“We never know what is going to happen, do we? Life is always throwing us this way and that. That’s where the adventure is. Not knowing where you’ll end up or how you’ll fare. It’s all a mystery, and when we say any different, we’re just lying to ourselves. Tell me, when have you felt most alive?”
― Eowyn Ivey, The Snow Child
Sometimes I feel like fairytales were created to allow us to dream the impossible, create characterizations that’s are unimaginably magical and lovabale. Sometimes, these stories rekindle the child in us, bring to mind sweet and beautiful memories enough to tickle our five senses. Sometimes they evoke other emotions we wish not to feel, but willing to briefly revisit
The Snow Child did not start with once upon a time, but the amount of magical realism was strong that it might as well have opened its door that way. Let me tell why I feel this way.
The strory introduced us to 1920s wintery Alaskan landscape and painted within this artic ground, we meet a childless couple, Jack and Mabel. Imagine a life of fathomless inner sorrow, where one was trying to survive the demands of the physical mural equipped only with semi hautful need to be saved. And then a wife, screaming from pain etched within the visceral of her heart.

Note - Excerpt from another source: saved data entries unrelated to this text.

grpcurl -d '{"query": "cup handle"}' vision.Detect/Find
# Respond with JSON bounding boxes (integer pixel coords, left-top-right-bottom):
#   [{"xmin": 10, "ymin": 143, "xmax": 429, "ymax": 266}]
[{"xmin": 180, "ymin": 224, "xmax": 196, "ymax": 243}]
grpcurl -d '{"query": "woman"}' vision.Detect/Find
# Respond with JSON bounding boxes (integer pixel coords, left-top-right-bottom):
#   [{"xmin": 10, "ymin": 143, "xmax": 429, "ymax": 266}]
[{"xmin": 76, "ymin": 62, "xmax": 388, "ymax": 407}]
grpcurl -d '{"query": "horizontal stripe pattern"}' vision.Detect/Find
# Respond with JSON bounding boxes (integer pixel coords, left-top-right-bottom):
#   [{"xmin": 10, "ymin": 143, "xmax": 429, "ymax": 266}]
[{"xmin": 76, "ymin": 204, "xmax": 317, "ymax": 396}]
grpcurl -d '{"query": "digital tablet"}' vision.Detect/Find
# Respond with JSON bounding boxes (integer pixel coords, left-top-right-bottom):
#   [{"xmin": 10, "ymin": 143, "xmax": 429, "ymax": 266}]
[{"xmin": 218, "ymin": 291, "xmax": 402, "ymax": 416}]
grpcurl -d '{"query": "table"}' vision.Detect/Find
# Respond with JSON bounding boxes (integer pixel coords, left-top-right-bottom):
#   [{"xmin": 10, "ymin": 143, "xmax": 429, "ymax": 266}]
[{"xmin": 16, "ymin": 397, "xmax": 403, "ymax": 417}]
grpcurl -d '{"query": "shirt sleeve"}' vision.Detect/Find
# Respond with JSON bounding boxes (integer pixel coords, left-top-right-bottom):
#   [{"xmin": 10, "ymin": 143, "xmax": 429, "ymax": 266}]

A heavy snowstorm halted this shared misery and together they embraced a a playful distant past. Out of this spirited moment, they crafted a snow child. The following day, they realized the snow child was gone and then we finally meet a little girl, Faina.
To say that I am in love with this story is an understatement. Its lyrical prose touched my heart in a way that I feel like the story danced right my very eyes. The characters were perfectly planted into the story and their growth throughout progressed well as the story moved forward, so one is left without questions.
As the quote says, “tell me when have you felt most alive?” The story will make you question yourself that. The ending maybe not what most would wish for, but one needs to take into consideration the story of the young Faina, the young Faina we met in the beginning, the wild and tame one, the free, spirited one who felt most alive in the cold, Alaskan topography.